For god’s sake, if there is no local or historical reference, at least try to give us some contemporary pizzaz and wow factor that has to do with the 21st century. The world has enough of this awful, 1980’s, 90’s architectural vernacular. The city should be ashamed in accepting such poor, backwater design work. But then, the city allowed the beautiful Learner building on the corner of Stone & Congress to be encases in that god-awful, slanted geometric mess we all have to visually endure. Is this considered hip by the city? Is this the building Gromatzky Dupree and Associates referenced when they brain stormed over the Thrifty Block?

I love architecture. Buildings say much about a community and its aspirations. They should reflect the best of civic involvement and tell a story of the people that use and inhabit them. Look at San Xavier, the Fox Theatre, the Arizona Inn, the Rialto/Hotel Congress blocks, the Train Depot, Barrio Viejo, Sam Hughes neighborhood, 4th Avenue, Menlo Park. They all tell good stories, have history and invoke memories for families that have lived here for decades.

Look at this building design, “The Post”. What does it tell you? It tells a story similar to the new public library, the Convention Center, recent city and county buildings, the Speedway and Broadway corridors. They say little or nothing. They say a lot about compromise, poor planning and little foresight. They say much about the McArchitecture that has swept across America during the past 50 years.

I also have to question the marketing scheme behind this enterprise. Anyone can tell you that if something has to marketed in order to sell itself, it is already way NOT cool. Hip doesn’t have to be marketed. It sells itself.

Wait, it’s suddenly all making sense. Bland architecture being marketed and sold to bland people by slick out of town developers who skip town once they’ve duped Tucson taxpayers out of millions of dollars. Didn’t we learn anything when the barrio was bulldozed and the Convention Center was built?

We need architecture that is bold and innovative, that creates a sense of civic pride. We need buildings like the Phoenix Public Library. Buildings that make us giddy, inspire awe and help us want to participate in a greater community. Tucson needs its 21st century San Xavier.

We can only hope that this is a work in progress, still subject to community review and will be debated in an open, public forum. I hope local architects and designers are invited to participate in this process and that decisions aren’t made by an incestuous group of back slapping politicians and developers behind closed, city doors.

Gary Patch


Details Matter

While it is exciting that the Thrifty Block will finally be developed, the façade of “The Post” project as shown in your article is exactly what downtown Tucson does not need. Our downtown already has too many generic office buildings, and it is surprising that Gromatzky Dupree and Associates have chosen to use that model for what will be a pivotal project in downtown’s momentum.

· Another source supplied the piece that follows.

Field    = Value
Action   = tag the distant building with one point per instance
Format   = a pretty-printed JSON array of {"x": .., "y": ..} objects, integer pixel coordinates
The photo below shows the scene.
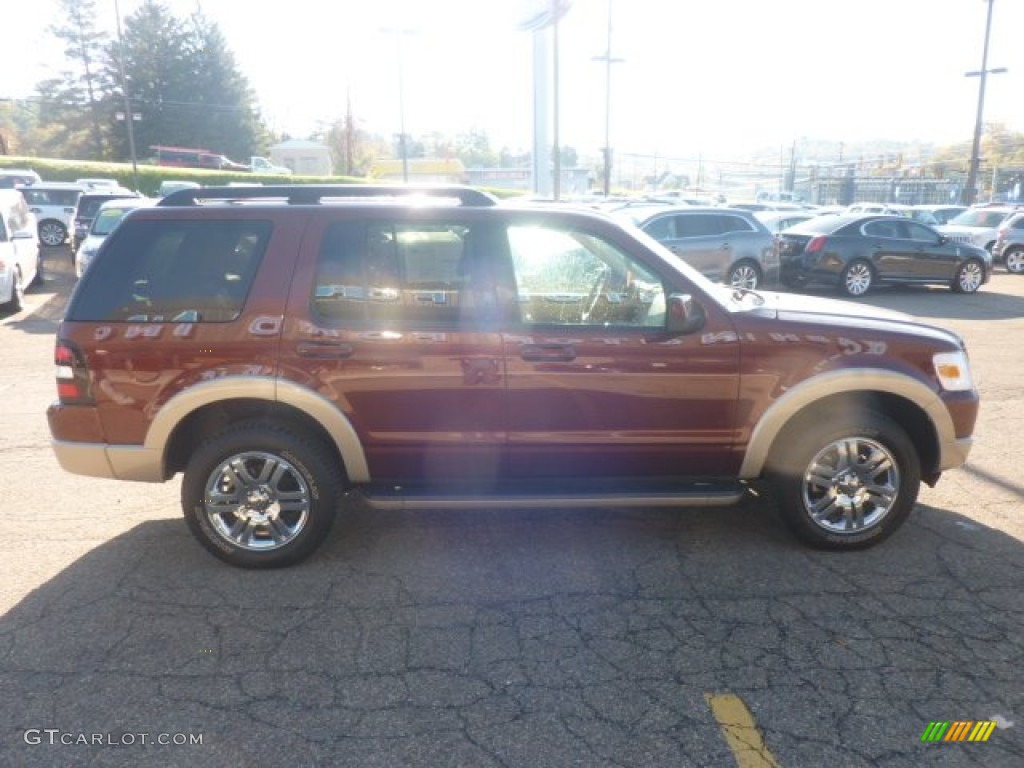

It should be noted that the façade of the Stone Avenue Standard project, which was also developed by the Fina Company, fell into mediocrity when the choice of windows became flat and uninteresting. A similar fate befell the U of A’s married student housing project on Euclid, otherwise a somewhat appealing collection of buildings. Why spend a lot of energy on design and then let the details slide?

The scale and context of that block of Congress would seem to dictate a stepped-back façade and some acknowledgement that, on a pedestrian-friendly street, details matter.

I understand that the design shown in the article is probably preliminary, but the mixed-use nature of the Thrifty Block project should not look like another government office building.